Many in Beirut view Blair’s mission as an early attempt to prepare the ground for a similar mechanism in Lebanon, one that would place parts of the south under international administrative supervision.

His involvement in Washington’s post-war blueprints for the region underscores a consistent agenda: to replace Resistance with dependency and sovereignty with managed compliance.

Simultaneously, Paul Salem, the president of the Middle East Institute in Washington, has been quietly positioned at the heart of U.S.-backed diplomatic efforts.
President Joseph Aoun’s nomination of Salem as Lebanon’s potential representative in any future negotiating delegation with Israel has raised sharp concern among political observers.

Salem’s background reveals deep entanglement with Western policy circles.
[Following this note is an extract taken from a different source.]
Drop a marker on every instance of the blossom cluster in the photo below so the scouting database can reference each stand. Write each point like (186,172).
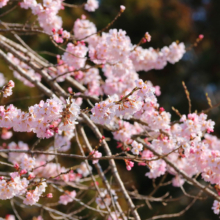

Born in Lebanon, he is the son of Elie Salem, the former Deputy Prime Minister and Foreign Minister who oversaw the May 17, 1983 agreement, a failed normalization deal with Israel conducted under U.S. sponsorship. 

Paul Salem himself previously headed the Carnegie Middle East Center in Beirut and the Lebanese Center for Policy Studies, both institutions with strong Western funding and agendas aligned with U.S. regional priorities.

Observers argue that Washington directly influenced Salem’s nomination, pressuring President Aoun to include him as a negotiator who would “speak Lebanon’s name while serving Israeli interests.” 

Salem’s public statements echo familiar rhetoric: framing Hezbollah as a destabilizing force, depicting U.S. policies as “supportive of Lebanon’s stability,” and urging tighter military and economic coordination with Western governments. 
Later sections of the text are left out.